Um diesen Sachverhalt zu verdeutlichen, genügt ein einfacher Zahlenvergleich: Zu einem Spiel des FC Basel kommen bis zu 300-mal mehr Zuschauerinnen und Zuschauer als zu einem Spiel des gegenwärtig zweiterfolgreichsten Klubs der Stadt.
Am vergangenen Samstagnachmittag trug der BSC Old Boys Basel ein Heimspiel im Stadion Schützenmatte aus. Die Schützenmatte ist ein komfortables Stadion. Es liegt zentral und ist mit dem öffentlichen Verkehr sehr gut erreichbar. Das Stadion hat eine Kapazität von 8000 Plätzen. Das Wetter hätte an besagtem Nachmittag nicht besser sein können. Beim Match handelte es sich um ein Meisterschaftsspiel der Promotion League, der dritthöchsten Spielklasse des Schweizer Fussballs. In dieser Liga spielen die besten Amateurteams des Landes, diejenigen also, die unmittelbar nach den zwanzig Profiklubs klassiert sind. Für LaiInnen ist das Niveau zwischen Spielen der Promotion League und einem Profimatch kaum zu unterscheiden. Während aber beim FCB nicht selten mehr als 30 000 Fans zu den Spielen pilgern, waren es am letzten Samstag beim BSC Old Boys gerade mal 111 Personen.

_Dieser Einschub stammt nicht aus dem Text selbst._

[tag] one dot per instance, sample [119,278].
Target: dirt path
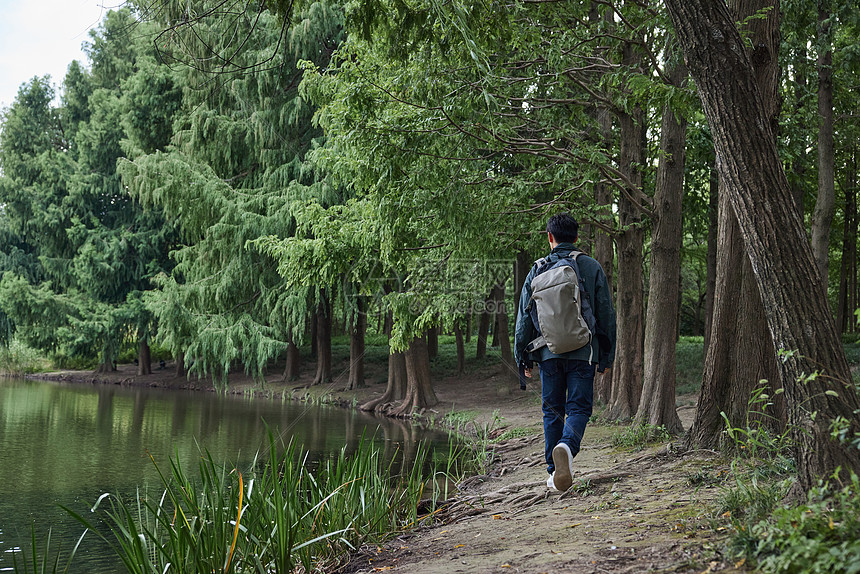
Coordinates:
[641,513]
[646,511]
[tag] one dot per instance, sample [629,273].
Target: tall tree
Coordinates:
[739,354]
[657,406]
[814,370]
[825,202]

Fussballerisch lässt sich diese Diskrepanz beim Publikumsinteresse der beiden Stadtklubs nicht erklären. Stünden die Publikumszahlen in direktem Zusammenhang mit dem Unterhaltungswert, müsste ein Match des FC Basel 300-mal unterhaltsamer sein als ein Spiel der Old Boys. Aber schon wer behaupten wollte, die FCB-Spiele seien doppelt so unterhaltsam wie die Old-Boys-Spiele, würde den Unterklassigen unrecht tun. Der Profifussball ist nicht 300-mal besser als der Amateurfussball, aber er hat 300-mal mehr Aufmerksamkeit, 300-mal mehr Medienpräsenz – und 300-mal mehr Möglichkeiten, Geld zu generieren.
Wenn nun diese wachsende Kluft zwischen grossen und kleinen Klubs fussballerisch nicht zu erklären ist, muss die Ursache anderswo liegen. Zum Beispiel in der Tatsache, dass wir uns in den letzten Jahren zu einer Gesellschaft entwickelt haben, die nach mehr und noch mehr Events lechzt. Wo viele Leute vermutet werden, gehen erfahrungsgemäss noch mehr Leute hin. Das gilt für die Fussballspiele genauso wie für eidgenössische Schwingfeste, Filmfestivals, Streetparades, Open-Air-Rockfestivals und so weiter.
Der Homo-sapiens-Selfie ist nur teilzeitlich mit sich selbst beschäftigt. Der wachsende Narzissmus einer Gesellschaft, deren Mitglieder sich fast ständig fast nur mit sich selbst beschäftigen, scheint nach einem Ausgleich in Form von möglichst grossen Events zu rufen. Massenveranstaltungen und Narzissmus sind zwei Seiten der gleichen Medaille. Narzissmus braucht per Definition eine Spiegelung. Massenevents sind grosse Spiegel, in denen wir uns selbst zuwinken.
So gesehen, sind die 111 Personen, die an einem Samstagnachmittag einem Promotion-League-Spiel in einem Basler Stadion beiwohnen, mit dem handverlesenen Publikum eines Jazzkellers zu vergleichen. Sie können für sich in Anspruch nehmen, nicht einen Spiegel, sondern Inhalt gesucht zu haben.
Damit soll nichts gegen Spitzenfussball gesagt sein. Auch in den grossen, ausverkauften Stadien finden sich vermutlich jeweils 111 Leute, die wirklich des Spiels wegen hingehen.
Pedro Lenz ist Schriftsteller und lebt in Olten. Fussball interessiert ihn in leeren und in vollen Stadien.